Младший протянул было руку за деньгами, но приятель остановил его.
– Синьора, – сказал он с деланной серьезностью, – мы честные люди и не берем денег за работу, которую не в состоянии выполнить. Теперь, когда кот знает, что вы хотите увезти его из Рима, он никому не дастся в руки. Увы, синьора, заставить его ехать в Бостон выше наших сил.
Где-то вверху еще раз сверкнули изумрудные зрачки. Казалось, что теперь кот смеется. Подняв хвост трубой, он прыгал с камня на камень, пока не исчез среди развалин.
Два друга почтительно поклонились туристам. Затем они покинули Колизей, унося с собой деньги, лояльно заработанные ими на предприятии «туристской промышленности», единственной, что не знает в Италии кризиса и упадка.

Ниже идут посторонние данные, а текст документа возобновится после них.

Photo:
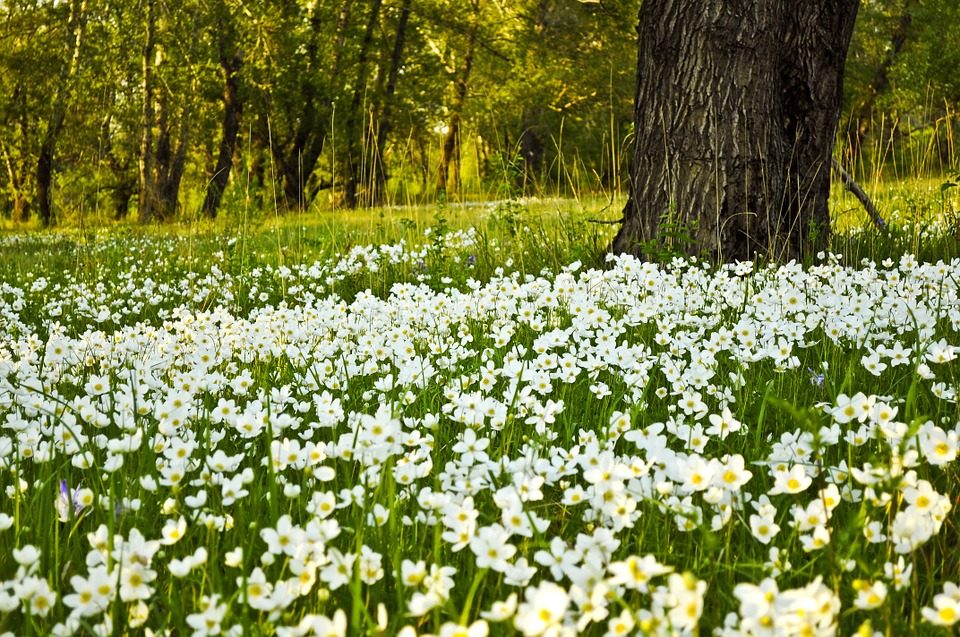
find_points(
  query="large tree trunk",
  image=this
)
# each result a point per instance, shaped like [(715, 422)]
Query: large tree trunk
[(737, 103), (48, 148), (230, 62)]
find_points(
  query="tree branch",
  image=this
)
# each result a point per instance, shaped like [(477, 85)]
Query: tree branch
[(854, 188)]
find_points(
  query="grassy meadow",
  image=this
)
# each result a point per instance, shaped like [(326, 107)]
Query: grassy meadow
[(467, 420)]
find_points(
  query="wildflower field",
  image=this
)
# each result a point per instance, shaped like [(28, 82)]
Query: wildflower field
[(457, 435)]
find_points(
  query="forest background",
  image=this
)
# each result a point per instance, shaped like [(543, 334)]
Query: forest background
[(156, 110)]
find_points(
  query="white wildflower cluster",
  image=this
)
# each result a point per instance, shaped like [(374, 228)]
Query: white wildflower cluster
[(574, 453)]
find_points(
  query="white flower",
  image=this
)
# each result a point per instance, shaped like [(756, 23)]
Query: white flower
[(543, 611)]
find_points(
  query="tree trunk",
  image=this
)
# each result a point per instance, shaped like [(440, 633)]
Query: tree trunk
[(354, 147), (18, 196), (861, 120), (450, 149), (736, 109), (169, 163), (378, 175), (48, 148), (147, 204), (230, 62)]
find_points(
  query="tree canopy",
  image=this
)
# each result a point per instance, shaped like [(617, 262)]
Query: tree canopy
[(151, 109)]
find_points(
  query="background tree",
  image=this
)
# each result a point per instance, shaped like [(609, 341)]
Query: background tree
[(183, 109)]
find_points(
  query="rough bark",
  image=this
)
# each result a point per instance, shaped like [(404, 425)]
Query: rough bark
[(736, 109), (230, 63), (58, 112)]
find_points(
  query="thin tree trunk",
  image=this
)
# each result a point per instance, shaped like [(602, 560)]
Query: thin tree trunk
[(230, 63), (18, 195), (170, 163), (861, 120), (354, 146), (48, 148), (378, 175), (450, 149), (735, 115), (148, 203)]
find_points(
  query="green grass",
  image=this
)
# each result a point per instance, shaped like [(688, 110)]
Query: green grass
[(382, 338)]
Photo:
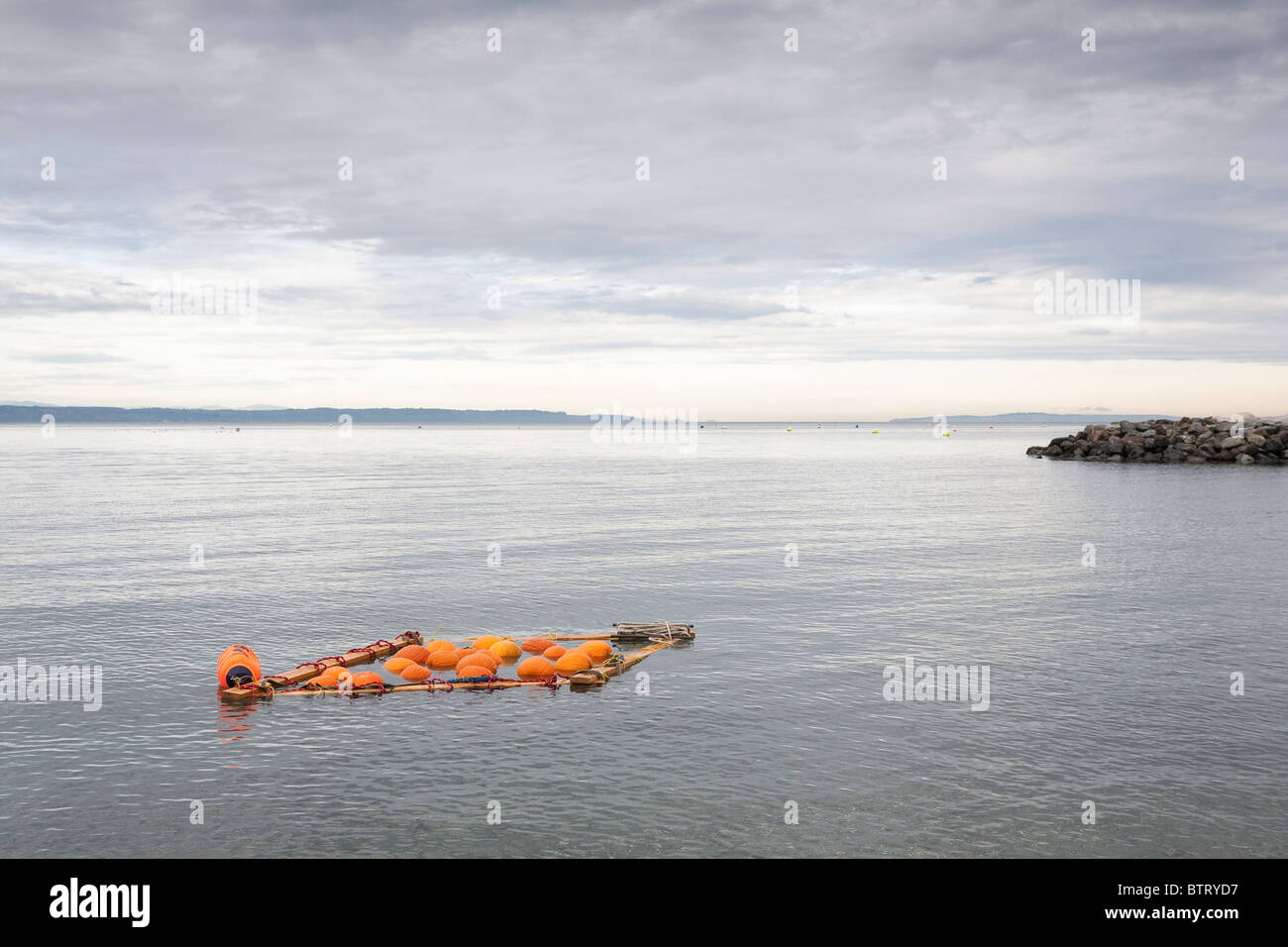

Накупив в бакалейной лавке всякой всячины, друзья свернули в близлежащий переулок, где у порога ветхого дома их поджидал серый кот. Завидя парней, он облизнулся и заглянул им в руки.
– Ладно, ладно, получи свою долю! – улыбнувшись, сказал старший и бросил коту большой кусок колбасы.
Крупный проигрыш
Уже пятый день крыша стокгольмского «Эйс-стадионе» вставала дыбом от хоровых упражнений тихих, солидных, дисциплинированных шведов. На льду, который не таял только потому, что он был искусственный, шли горячие хоккейные бои. Клюшки ломались, как спички, и, несмотря на это, советские хоккеисты упорно приближались к золотым медалям.
Билеты на игры, в которых участвовали москвичи, уже подскочили в цене вдвое. Шведы, которых в обычное время не заставишь истратить лишнюю крону, кряхтя раскрывали бумажники.
На длинной трибуне, где все места сидячие, каждый день появлялся высокий мужчина средних лет с толстым портфелем. Он усаживался поудобнее, доставал из портфеля полдюжины пива, устанавливал бутылки под скамьей. Потом раскладывал на коленях программку и извлекал из бумажника деньги. От десяти до пятидесяти крон, в зависимости от сенсационности матча. В продолжение всего матча он пил пиво, кричал: «Хея, хея!» А когда команда-победительница под гром аплодисментов уходила с поля, болельщик засовывал деньги, вынутые из бумажника, в правый или в левый карман спортивной куртки. В правый – с лицом просветленным и счастливым. В левый – с физиономией вытянутой и скорбной.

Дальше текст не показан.